Andai da lei per cercare di capire che cosa volesse dire. A me non fregava un cazzo di Karl, poteva tenerselo. M'isolavo sempre a scuola, pensavo ai fatti miei senza parlare con nessuno.
<Avanti Trouble, è così che ti chiama la tua mammina vero?>
<Si, ma non capisco cosa centra...
Cosa vuoi Jess?>
<Ci hai mentito Leyla. Tua madre non fa l'imprenditrice, non gira il mondo per affari...>
<Ah no? E tu che ne sai?>
<Perché mia madre mi ha detto che la tua mammina è una prostituta, per questo riesce a mantenerti!>
Rimasi a bocca aperta a fissarla per qualche minuto, mentre tutti intorno a noi due, iniziarono a ridere.
Non sapevo nemmeno cosa significasse precisamente quella parola.
Per la prima volta in vita mia sentii delle scariche elettriche partire dal centro del cervello e distribuirsi per tutto il corpo.
Le mani iniziarono a prudermi e la rabbia repressa dentro di me esplose.
Afferrai i capelli rossicci di quella piccola vipera strisciante e la scaraventai a terra.
Mi ritrovai a cavalcioni su di lei e le afferrai un braccio con i denti.
Sentii il sapore amaro del suo sangue in bocca, stringevo così forte che avrei potuto staccarglielo.
La maestra corse in aiuto di Jess che gridava disperata e prima di riuscire a separarmi da lei, dovette colpirmi forte in faccia.
Lasciai la presa quando mi resi conto che dal mio naso grondava sangue che si univa a quello di Jess sulla mia bocca.
Rimasi di sasso con un sorrisetto sadico mentre guardavo la bambina dimenarsi dal dolore e la maestra disperata che gridava aiuto.
<Cosa hai combinato Leyla?!>
Iniziò a strattonarmi e io non le diedi alcuna risposta.
Mi alzò di peso e mi buttò fuori dall'aula, mi afferò per un braccio.
Mi stringeva così forte da farmi male, ma dalla mia bocca non uscì un lamento.
Nell'ufficio della madre superiora ricevetti la mia punizione:
Cinque bacchettate sulle mani e la sospensione senza obbligo di frequenza per 10 giorni.
<Laverai i pavimenti per 10 giorni.
Vergognati! Sei proprio un 'guaio'!>
"SEI PROPRIO UN GUAIO..."
Quella frase restò impressa nella mia mente.
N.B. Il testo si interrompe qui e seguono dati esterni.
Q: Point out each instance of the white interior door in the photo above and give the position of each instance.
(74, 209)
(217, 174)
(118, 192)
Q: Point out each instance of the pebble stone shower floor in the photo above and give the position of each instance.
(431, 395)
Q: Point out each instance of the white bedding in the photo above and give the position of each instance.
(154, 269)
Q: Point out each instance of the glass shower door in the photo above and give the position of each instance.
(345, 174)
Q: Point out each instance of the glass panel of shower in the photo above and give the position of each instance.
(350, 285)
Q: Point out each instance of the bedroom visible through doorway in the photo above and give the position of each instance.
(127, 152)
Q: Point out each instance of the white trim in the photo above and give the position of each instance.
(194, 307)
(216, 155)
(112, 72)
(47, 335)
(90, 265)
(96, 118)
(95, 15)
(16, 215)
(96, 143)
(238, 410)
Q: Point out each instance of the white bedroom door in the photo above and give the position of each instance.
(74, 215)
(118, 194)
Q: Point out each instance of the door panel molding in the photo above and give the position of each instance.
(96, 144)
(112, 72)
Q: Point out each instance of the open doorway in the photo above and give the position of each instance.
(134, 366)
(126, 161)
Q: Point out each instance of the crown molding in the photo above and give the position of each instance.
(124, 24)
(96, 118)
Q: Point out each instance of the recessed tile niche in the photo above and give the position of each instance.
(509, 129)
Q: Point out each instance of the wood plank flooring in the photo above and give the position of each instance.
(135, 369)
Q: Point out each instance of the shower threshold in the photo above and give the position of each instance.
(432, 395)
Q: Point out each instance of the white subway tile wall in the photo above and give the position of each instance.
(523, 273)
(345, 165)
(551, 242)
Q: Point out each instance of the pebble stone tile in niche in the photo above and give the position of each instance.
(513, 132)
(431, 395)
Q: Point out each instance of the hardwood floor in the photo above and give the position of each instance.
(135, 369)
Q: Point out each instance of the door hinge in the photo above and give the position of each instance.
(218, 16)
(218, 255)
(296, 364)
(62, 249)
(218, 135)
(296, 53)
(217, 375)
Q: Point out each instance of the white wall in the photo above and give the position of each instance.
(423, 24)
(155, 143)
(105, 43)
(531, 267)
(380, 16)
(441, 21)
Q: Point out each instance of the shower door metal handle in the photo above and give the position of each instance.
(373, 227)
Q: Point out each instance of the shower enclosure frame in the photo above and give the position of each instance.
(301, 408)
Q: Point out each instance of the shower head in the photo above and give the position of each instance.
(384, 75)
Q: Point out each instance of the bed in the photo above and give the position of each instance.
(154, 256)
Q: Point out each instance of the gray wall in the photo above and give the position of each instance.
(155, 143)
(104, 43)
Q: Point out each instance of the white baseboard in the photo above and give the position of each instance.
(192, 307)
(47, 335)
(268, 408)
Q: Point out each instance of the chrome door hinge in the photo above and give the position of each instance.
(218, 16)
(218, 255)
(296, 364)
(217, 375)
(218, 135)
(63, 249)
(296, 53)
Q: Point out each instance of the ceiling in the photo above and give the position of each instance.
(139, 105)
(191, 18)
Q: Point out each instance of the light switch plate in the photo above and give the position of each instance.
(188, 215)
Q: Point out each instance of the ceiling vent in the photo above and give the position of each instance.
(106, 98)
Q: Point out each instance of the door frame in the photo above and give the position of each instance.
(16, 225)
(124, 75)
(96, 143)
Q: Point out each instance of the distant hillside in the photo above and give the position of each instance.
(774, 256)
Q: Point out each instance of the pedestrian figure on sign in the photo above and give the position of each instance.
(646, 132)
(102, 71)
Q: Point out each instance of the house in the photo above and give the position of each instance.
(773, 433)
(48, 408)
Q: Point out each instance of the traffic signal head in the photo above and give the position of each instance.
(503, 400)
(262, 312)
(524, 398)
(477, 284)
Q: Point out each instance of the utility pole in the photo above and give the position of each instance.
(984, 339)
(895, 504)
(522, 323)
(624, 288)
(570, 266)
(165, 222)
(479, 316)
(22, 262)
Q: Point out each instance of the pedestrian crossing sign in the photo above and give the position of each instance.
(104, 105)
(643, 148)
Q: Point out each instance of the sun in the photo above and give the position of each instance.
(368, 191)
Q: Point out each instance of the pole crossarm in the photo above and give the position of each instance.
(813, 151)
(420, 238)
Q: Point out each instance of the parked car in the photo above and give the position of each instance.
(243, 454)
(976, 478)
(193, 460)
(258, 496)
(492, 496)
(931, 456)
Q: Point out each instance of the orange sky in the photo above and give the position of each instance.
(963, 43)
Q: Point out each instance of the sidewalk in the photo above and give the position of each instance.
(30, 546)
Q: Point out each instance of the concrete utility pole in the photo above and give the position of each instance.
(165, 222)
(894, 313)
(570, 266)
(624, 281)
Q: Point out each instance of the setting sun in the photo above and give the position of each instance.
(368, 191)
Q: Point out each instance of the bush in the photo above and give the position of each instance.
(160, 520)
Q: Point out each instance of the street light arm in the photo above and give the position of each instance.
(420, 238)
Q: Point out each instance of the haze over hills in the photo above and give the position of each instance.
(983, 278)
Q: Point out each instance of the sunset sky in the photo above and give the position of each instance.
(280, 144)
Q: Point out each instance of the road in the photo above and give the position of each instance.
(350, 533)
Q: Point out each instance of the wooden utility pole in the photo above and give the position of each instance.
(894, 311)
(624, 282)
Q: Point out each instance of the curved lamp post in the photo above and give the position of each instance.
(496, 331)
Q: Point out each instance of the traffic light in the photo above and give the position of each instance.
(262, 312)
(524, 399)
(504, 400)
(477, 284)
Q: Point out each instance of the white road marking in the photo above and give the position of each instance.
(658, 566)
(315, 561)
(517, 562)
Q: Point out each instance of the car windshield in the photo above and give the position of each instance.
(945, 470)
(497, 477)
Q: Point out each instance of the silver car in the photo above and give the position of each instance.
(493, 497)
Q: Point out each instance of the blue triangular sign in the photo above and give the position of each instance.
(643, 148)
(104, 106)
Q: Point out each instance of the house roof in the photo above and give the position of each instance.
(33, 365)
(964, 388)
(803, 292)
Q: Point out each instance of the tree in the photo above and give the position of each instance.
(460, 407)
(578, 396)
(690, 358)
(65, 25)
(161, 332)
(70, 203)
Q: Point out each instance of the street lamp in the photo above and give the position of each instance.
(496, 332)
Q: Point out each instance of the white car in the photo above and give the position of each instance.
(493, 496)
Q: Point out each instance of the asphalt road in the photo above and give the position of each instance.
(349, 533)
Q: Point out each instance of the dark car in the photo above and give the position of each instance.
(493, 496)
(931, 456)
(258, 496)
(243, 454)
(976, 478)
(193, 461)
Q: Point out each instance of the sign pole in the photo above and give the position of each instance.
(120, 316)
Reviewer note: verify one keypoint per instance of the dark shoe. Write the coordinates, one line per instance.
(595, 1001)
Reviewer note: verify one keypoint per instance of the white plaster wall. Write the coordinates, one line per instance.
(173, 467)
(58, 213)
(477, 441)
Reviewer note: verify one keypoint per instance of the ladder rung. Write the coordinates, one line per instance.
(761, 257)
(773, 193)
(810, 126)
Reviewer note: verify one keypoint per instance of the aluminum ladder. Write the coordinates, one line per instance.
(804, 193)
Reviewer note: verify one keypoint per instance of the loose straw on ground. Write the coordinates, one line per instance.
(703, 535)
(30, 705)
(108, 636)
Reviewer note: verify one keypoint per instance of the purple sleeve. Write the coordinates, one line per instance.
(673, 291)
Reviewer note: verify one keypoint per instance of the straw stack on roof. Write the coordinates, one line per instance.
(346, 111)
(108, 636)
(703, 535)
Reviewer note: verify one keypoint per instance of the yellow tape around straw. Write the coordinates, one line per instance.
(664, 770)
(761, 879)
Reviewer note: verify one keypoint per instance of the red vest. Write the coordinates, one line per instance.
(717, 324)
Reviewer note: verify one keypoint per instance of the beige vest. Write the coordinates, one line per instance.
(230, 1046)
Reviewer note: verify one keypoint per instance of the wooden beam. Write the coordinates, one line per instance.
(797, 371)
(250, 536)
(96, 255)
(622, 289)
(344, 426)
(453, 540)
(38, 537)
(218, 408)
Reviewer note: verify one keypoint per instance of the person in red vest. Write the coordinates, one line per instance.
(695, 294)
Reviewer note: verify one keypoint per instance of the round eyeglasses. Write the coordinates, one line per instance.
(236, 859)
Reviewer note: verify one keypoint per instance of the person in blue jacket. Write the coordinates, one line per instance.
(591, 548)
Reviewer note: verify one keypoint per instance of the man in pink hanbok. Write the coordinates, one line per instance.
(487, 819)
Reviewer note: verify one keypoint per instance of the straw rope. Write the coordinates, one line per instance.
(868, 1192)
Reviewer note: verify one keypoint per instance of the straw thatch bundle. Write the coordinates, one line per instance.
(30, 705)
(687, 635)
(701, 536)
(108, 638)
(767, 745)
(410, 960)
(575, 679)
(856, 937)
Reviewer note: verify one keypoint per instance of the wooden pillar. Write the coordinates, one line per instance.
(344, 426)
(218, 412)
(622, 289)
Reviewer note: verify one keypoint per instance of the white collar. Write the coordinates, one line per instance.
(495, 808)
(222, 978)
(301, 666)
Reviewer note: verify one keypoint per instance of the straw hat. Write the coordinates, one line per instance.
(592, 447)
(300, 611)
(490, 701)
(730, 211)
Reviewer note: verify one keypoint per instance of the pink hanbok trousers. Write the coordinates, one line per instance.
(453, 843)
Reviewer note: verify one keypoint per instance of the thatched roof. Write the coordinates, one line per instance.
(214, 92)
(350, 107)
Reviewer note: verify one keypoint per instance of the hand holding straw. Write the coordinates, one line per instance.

Non era la prima a dirmelo, mia madre me lo ripeteva ogni giorno come un mantra e così iniziai a crederci per davvero.
Iniziai a non dare più peso a quelle parole, volevo essere un guaio, speravo di esserlo per tutti.
Credo che fu in quel momento che nacque TROUBLE, fu in quel momento che mi resi conto di aver bisogno di crearmi una corazza indistruttibile, che nessuno avrebbe mai potuto scalfire.

Mi svegliai di soprassalto con lo stomaco in subbuglio.
Un conato di vomito mi risalì in gola e mi sentii disgustata e di cattivo umore.
Mi alzai dal letto velocemente per evitare di sporcare le lenzuola candide e rovesciai nel lavandino di fronte al letto.
Quel fluido era fetido e nauseante, aprii il rubinetto e mi sciaquai il viso, la bocca e.mi bagnai i capelli.
Mi appoggiai con le mani sul bordo del lavabo e guardai il mio riflesso allo specchio.
Avevo un aspetto terrorizzante, profonde fosse grigie circondavano i miei occhi e lunghi solchi segnavano le mie guance.
Ero dimagrita così tanto che i miei vestiti mi stavano larghi.
Diedi un'occhiata alla ferita poco più sopra della tempia sinistra, era un brutto taglio, ma nulla di irreparabile.
Quello fu un altro segno della mia sconfitta ed ogni giorno ero costretta a raccogliere i pezzi della mia armatura che si stava distruggendo poco per volta, lasciandomi vulnerabile.

La porta di ferro si aprì e quel suono mi costrinse ad abbandonare i miei pensieri.
Il dottor Sarter entrò e si sedette sul mio letto.
<Dobbiamo parlare Leyla.>
Non mi voltai a guardarlo, mi bastarono quelle parole per capire che era preoccupato e che io probabilmente ero nei guai.